A French charity is collecting material donations for the migrants in Calais. Their list of urgently needed items includes unlocked mobile phones and their chargers and clothes and shoes in men’s sizes. I think that says a lot…
If you look at the complete list in French, they even specify boxers – not briefs – and trainers – preferably black. They are not interested in toys or children’s clothing as they have “too many”. There’s also a small list of women’s items but it hasn’t been translated into English (unlike the men’s items) so clearly isn’t a priority.
So my question is: where do the Guardian find those children and families who are supposedly living rough in Calais and whose pictures they keep taking to illustrate their many articles?
Oh, and apparently some Lycamobile Sim cards and fire extinguishers would be welcome too. You know, the kind of thing you just have lying around.
Meanwhile, the food list includes smoked paprika, olive oil, fresh chillies, honey, Cayenne pepper (in addition to regular pepper), tahini and Indian saffron (!!!). These are some seriously well-fed migrants. Will Jay Rayner be reviewing the Calais Canteen, I wonder?
This Guardian article on the history of the sandwich industry in the UK is very interesting, but I couldn’t help rolling my eyes at the journalist happily peddling the unexamined official narrative on Brexit making everyone bankrupt in the foreseeable future, from factory owners to the NHS (Britain Relies On Immigrants™).
In the main production hall, which had a red floor and a thrumming air supply – keeping the temperature a steady 10C – a couple of hundred workers lined seven conveyor belts. Chahar took me to the middle of the room, where around a dozen women were making one of Adelie’s newest lines, a chicken tikka and onion bhaji sandwich, which is popular among students. The belt was going at about 33 sandwiches a minute, so the woman at each stage – arranging the 40g of chicken, dolloping and spreading out the bhaji paste, sprinkling on 3g of coriander – got less than two seconds before they went past.
Standing at a conveyor belt in 10 degrees Celsius, repeatedly putting stuff on a new slice of bread every 1½ seconds. In other words, living the dream.
Over the years, Chahar has tried to get unemployed British people to join his sandwich lines. “They come here. They do half day. They never come back,” he told me. (Adelie has also made similar, largely unsuccessful attempts with ex-convicts.) The work is too cold, and too repetitive. Pay at the Wembley factory starts at £7.50 an hour.

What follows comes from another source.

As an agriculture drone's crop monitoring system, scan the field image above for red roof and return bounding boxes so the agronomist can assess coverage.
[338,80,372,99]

As a result, most sandwich factories have relied on immigrant labour for at least a decade
Well, my good man, I’m not sure how to put it to you but if the only people who are prepared to do a particular job are poor immigrants desperate for money… maybe, just maybe, there is something wrong with the job.
In order to make things perfectly clear, this a worker’s typical day:
All day. Every day. Standing still in the cold. For £7.50 an hour.
Can anybody tell me what’s wrong with this picture? Anybody? Anybody at all?
For Chahar, who dreams of introducing the sandwich to Algeria, it is a baffling situation. “The British people needs to get into this job. It is the sandwich,” he said. “They should be proud.”
The man is delusional. How is doing a mind-numbing job for peanuts something to be proud of? Of course the Brits never come back! Why on earth would they agree to work in Third World conditions in their own country? I don’t see the journalist resigning from the Guardian on the spot and demanding a hairnet and a pair of white wellies!
“Brexit has fucked everything up,” one chief executive, whose firm relies heavily on eastern European labour, told me. “On the day after the vote, on that Friday, people are walking up to me and saying, ‘Do I go home now?’ These are the people who dug us out of a hole when the indigenous population failed.”
Yeah but no. The indigenous population didn’t fail, it’s just not interested in being exploited and undercut by Eastern Europeans. This has nothing to do with laziness, just common sense.
Try paying a living wage, Mr Chief Executive, and watch the Brits come back in their droves. And by living wage, I mean a salary which allows people to have a decent lifestyle in the UK, not just sleep on a mattress in a house shared with 20 other guys, eat tinned food and send all your money back to Hungary.
It’s so simple, and yet it just never occurs to them. Huh.